SECTION 15. Abbreviations. Customary abbreviations may be used in the name of a Holder or an assignee, such as: TEN COM (= tenants in common), TEN ENT (= tenants by the entirety), JT TEN (= joint tenants with right of survivorship and not as tenants in common), CUST (= Custodian), and U/G/M/A (= Uniform Gifts to Minors Act). 

 

SECTION 16. CUSIP and ISIN Numbers. Pursuant to a recommendation promulgated by the Committee on Uniform Security Identification Procedures, the Company has caused the CUSIP and ISIN numbers, if any, to be printed on this Certificate and the Trustee may use the CUSIP or ISIN numbers in notices of redemption as a convenience to Bondholders.
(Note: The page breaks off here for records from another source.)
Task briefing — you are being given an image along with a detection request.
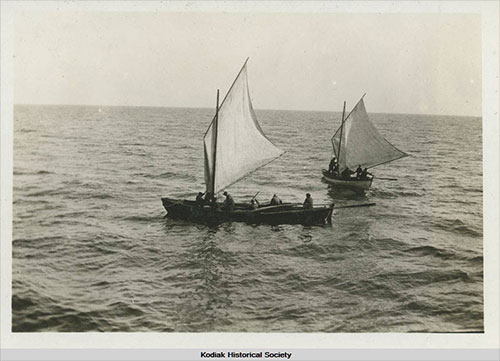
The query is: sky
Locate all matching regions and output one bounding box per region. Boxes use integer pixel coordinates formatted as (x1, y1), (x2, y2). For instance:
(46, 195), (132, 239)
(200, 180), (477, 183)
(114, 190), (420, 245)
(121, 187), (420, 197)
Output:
(14, 11), (482, 116)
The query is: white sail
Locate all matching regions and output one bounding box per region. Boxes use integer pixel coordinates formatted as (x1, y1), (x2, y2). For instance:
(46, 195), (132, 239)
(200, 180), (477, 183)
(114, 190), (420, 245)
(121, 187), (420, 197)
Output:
(332, 99), (408, 171)
(204, 63), (284, 192)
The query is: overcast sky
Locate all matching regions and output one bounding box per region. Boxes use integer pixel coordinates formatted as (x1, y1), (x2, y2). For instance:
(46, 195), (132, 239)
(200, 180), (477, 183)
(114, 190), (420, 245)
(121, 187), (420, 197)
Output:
(14, 12), (481, 115)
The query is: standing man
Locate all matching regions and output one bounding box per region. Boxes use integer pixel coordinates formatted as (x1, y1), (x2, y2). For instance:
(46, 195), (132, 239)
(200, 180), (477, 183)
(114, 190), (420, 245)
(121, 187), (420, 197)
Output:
(224, 192), (234, 213)
(270, 194), (283, 206)
(328, 157), (337, 174)
(303, 193), (313, 209)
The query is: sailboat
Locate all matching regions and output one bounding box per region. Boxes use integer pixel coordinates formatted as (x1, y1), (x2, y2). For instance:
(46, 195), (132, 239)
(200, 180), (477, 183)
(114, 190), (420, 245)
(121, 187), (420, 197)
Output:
(162, 59), (333, 224)
(323, 94), (408, 191)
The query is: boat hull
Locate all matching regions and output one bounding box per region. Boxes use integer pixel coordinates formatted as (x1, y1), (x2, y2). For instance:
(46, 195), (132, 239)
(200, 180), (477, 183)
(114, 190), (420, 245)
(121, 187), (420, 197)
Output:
(161, 198), (333, 225)
(323, 169), (373, 191)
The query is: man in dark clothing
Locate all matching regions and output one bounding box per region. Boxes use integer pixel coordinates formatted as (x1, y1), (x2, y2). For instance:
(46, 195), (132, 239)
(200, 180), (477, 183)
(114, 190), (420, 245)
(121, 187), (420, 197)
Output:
(196, 192), (205, 206)
(224, 192), (234, 213)
(356, 164), (363, 179)
(328, 157), (337, 174)
(270, 194), (283, 206)
(361, 168), (372, 179)
(340, 168), (352, 180)
(303, 193), (313, 209)
(250, 198), (259, 209)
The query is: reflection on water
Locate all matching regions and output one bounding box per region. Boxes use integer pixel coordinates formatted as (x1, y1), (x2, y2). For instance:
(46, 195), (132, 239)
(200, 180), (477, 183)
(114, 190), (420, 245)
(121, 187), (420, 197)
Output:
(190, 225), (235, 316)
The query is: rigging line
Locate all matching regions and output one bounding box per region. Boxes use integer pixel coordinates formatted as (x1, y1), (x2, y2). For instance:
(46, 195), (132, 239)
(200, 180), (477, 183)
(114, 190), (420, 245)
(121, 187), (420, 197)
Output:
(204, 57), (250, 136)
(332, 93), (366, 139)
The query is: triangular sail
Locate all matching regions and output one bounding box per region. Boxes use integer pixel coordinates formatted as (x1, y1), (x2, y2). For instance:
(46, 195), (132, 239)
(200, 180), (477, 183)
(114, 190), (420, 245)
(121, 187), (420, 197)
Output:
(332, 98), (408, 171)
(204, 63), (284, 192)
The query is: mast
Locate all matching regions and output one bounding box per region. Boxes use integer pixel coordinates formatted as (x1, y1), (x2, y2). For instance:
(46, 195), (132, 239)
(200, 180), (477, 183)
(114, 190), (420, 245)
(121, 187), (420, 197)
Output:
(211, 89), (219, 204)
(337, 100), (345, 164)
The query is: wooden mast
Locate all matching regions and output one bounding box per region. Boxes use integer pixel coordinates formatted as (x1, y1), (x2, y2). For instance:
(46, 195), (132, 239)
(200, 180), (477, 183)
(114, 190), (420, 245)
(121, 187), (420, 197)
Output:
(337, 100), (345, 167)
(211, 89), (219, 204)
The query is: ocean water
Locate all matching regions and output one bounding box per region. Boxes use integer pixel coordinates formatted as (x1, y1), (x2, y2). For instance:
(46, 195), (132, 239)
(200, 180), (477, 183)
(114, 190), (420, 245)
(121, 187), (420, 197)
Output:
(12, 105), (484, 332)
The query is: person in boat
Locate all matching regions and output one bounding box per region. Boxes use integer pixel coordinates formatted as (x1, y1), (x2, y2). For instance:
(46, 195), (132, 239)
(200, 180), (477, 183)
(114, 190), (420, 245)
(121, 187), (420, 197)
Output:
(269, 194), (283, 206)
(250, 198), (259, 209)
(328, 157), (338, 174)
(303, 193), (313, 209)
(356, 164), (363, 179)
(340, 168), (352, 180)
(203, 192), (212, 204)
(196, 192), (205, 206)
(223, 192), (234, 213)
No representation is made as to the accuracy of such numbers either as printed on this Certificate or as contained in any notice of redemption and reliance may be placed only on the other identification numbers placed thereon.

 

SECTION 17. Registered Form. The Bonds are in registered form within meaning of Treasury Regulations Section 1.871-14(c)(1)(i) for U.S. federal income and withholding tax purposes.

 

SECTION 18. Governing Law. This Bond and this Certificate shall be governed by, and construed in accordance with, the laws of the State of Delaware.

 

The Company will furnish to any Bondholder upon written request and without charge a copy of the Indenture.